As regards the specific analysis undertaken for this research, the first data mining model considered has been the logistic regression which has been chosen since it is a model that well predicts a binary variable and because it is the model nowadays used by UniCredit. As far as the logistic regression has been performed, a correction has been made, which is the under-sampling. In particular the bad client is a rare event since only the 4% of the UniCredit past clients fortunately defaulted, hence it results difficult to predict the bad clients. An asymmetry has been discovered between the prediction of the two groups, namely the good clients are always predicted better than the bad ones, which should instead be the first priority of the lending institution. The overall predictive capacity of the logistic regression, performed on the dataset and validated with an out-of-sample test, can be considered good since is above 70% however there may still be room for improvement. In order to determine whether the predictive power can be increased, the discriminant analysis has been chosen, which the literature demonstrate is a valid alternative to the logistic regression.

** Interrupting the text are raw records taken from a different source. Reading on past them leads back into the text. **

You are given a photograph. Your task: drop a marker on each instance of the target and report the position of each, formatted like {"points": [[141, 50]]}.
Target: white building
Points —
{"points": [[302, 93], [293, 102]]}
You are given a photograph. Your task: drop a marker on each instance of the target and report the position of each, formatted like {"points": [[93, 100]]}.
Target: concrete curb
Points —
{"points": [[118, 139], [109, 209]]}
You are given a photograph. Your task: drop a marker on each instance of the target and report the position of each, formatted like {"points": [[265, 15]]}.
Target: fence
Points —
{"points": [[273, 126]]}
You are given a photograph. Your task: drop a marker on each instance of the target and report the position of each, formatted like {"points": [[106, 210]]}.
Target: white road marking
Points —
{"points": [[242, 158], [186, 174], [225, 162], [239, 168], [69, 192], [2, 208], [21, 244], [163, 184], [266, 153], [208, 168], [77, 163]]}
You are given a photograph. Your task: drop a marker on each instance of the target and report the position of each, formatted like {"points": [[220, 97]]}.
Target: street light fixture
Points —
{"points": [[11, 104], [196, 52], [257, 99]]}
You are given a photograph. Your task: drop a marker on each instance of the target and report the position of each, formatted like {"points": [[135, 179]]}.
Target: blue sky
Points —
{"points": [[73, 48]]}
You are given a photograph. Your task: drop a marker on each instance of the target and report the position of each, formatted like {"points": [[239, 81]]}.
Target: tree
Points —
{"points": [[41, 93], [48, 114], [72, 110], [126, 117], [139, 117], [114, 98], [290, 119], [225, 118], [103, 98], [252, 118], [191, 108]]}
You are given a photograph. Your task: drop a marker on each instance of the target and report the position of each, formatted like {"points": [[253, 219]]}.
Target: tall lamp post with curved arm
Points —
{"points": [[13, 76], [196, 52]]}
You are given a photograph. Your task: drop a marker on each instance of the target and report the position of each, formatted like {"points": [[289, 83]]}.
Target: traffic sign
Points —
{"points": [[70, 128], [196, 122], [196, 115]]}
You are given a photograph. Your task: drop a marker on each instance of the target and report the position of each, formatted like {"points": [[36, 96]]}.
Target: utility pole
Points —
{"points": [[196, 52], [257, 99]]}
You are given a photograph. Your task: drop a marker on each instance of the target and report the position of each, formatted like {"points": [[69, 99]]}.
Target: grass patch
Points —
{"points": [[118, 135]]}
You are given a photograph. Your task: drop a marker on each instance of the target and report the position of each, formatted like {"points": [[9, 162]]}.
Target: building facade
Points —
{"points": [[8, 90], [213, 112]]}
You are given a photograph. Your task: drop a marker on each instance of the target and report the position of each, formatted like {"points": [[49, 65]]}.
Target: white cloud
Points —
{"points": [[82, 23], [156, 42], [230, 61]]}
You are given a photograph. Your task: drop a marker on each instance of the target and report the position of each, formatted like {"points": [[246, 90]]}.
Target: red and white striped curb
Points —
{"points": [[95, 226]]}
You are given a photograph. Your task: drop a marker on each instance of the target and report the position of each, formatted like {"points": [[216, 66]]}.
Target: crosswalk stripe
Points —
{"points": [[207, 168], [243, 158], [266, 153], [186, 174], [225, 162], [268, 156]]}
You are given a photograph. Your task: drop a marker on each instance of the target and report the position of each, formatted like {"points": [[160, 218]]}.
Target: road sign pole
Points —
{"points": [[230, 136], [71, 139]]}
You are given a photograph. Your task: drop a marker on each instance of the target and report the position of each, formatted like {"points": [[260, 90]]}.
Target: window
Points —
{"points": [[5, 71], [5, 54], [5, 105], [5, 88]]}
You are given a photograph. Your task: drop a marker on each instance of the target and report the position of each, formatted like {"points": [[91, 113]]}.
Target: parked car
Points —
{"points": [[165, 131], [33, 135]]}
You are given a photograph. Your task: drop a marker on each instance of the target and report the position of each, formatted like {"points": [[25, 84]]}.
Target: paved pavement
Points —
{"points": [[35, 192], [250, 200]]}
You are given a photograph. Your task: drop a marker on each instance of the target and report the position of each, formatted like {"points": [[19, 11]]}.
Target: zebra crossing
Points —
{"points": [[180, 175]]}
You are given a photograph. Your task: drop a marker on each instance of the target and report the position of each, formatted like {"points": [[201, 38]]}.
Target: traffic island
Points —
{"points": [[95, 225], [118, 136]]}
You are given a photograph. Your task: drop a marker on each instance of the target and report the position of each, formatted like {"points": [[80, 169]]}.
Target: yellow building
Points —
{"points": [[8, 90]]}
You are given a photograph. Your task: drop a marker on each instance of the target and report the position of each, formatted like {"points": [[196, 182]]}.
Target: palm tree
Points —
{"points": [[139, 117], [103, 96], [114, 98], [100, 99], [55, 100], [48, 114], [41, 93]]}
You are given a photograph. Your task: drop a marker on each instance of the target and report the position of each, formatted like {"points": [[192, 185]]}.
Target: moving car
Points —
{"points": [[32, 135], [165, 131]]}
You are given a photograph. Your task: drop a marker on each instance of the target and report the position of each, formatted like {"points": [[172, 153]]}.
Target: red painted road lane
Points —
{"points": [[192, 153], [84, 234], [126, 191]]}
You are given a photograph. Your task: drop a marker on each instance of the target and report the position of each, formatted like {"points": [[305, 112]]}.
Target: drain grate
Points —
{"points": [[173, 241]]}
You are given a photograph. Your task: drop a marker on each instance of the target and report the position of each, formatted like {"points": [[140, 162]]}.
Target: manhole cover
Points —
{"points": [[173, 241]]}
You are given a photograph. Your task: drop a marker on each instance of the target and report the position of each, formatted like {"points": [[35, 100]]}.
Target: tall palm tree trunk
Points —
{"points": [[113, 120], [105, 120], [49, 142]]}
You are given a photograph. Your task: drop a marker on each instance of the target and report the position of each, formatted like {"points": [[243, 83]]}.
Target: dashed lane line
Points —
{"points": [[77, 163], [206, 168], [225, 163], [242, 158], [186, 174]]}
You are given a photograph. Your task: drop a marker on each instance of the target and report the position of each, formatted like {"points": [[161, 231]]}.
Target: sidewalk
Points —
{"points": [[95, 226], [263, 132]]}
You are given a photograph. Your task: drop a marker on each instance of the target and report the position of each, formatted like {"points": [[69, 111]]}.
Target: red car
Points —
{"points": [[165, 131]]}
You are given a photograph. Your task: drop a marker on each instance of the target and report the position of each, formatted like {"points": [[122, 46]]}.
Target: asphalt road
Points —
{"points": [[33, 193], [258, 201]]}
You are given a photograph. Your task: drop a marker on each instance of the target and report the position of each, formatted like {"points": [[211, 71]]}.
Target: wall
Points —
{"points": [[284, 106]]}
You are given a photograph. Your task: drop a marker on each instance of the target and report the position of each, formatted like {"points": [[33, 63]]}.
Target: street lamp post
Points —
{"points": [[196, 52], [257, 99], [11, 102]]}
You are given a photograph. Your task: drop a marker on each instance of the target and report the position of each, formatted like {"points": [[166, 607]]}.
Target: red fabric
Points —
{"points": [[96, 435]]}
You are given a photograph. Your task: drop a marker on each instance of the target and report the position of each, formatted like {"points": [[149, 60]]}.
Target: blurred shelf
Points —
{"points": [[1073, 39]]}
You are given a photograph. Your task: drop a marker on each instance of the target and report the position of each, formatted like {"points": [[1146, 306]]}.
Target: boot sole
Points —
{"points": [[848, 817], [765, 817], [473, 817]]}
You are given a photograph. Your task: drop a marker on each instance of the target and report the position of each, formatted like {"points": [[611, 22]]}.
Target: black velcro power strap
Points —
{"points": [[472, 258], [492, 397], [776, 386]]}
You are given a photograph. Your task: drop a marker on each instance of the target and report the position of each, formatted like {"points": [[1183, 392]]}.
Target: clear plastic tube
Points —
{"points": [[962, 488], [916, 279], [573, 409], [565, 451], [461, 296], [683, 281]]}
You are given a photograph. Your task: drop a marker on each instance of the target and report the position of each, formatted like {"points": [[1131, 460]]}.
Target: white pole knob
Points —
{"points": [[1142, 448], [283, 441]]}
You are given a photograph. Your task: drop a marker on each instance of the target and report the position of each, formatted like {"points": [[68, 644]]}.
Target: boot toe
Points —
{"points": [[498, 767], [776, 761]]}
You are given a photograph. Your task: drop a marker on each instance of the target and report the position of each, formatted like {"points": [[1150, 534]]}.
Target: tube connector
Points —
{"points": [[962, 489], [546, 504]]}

In particular given the fact that the datasets contains both qualitative and quantitative variables, a major problem is given by the fact that one of the limitations of the discriminant analysis is that it can be applied to quantitative variables only. In order to overcome this problem Prof. Gilbert Saporta invented a specific model that allow to perform the discriminant on qualitative variables, which is the so called Disqual. Thanks to the help of Prof. Saporta, the Disqual has been analysed and then performed on the dataset. It has to be remember that the Disqual performs a multiple correspondence analysis of the qualitative variables in order to obtain factorial axes that are used as input of a SAS procedure (DISCRIM or CANDISC) which allow to perform the model. The results have shown that the model predicts the default probability even better than the logistic regression and the overall predictive capacity of the model is very high and is around 80%, while also the asymmetry between the two groups decreased. What has to be highlighted is also that the inclusion in the model of qualitative variables improves the prediction. Nevertheless the research demonstrates that there is margin for improvement in the field of credit risk evaluation and that, even if resources may be needed in order to further investigate the problem, by improving the default probability's a series of positive insights is provided.
First of all the bank or lending institution that can chose to allocate resources in the credit-evaluation model's improvement has good changes to achieve significant savings thanks to a better classification of the clients and a safer credit policy. Last but not least, clients that have the potential for receiving a credit will be allowed to do so, which is important to promote economic growth and investment. A correct prediction of the default probability is at the centre of several modern studies and is a fundamental issue especially in recent times, linked to the subprime mortgages crises, the fear of banks having un-covered risks and the need for the economy to be boosted to re-start, thus this research can offer useful insights on the subject.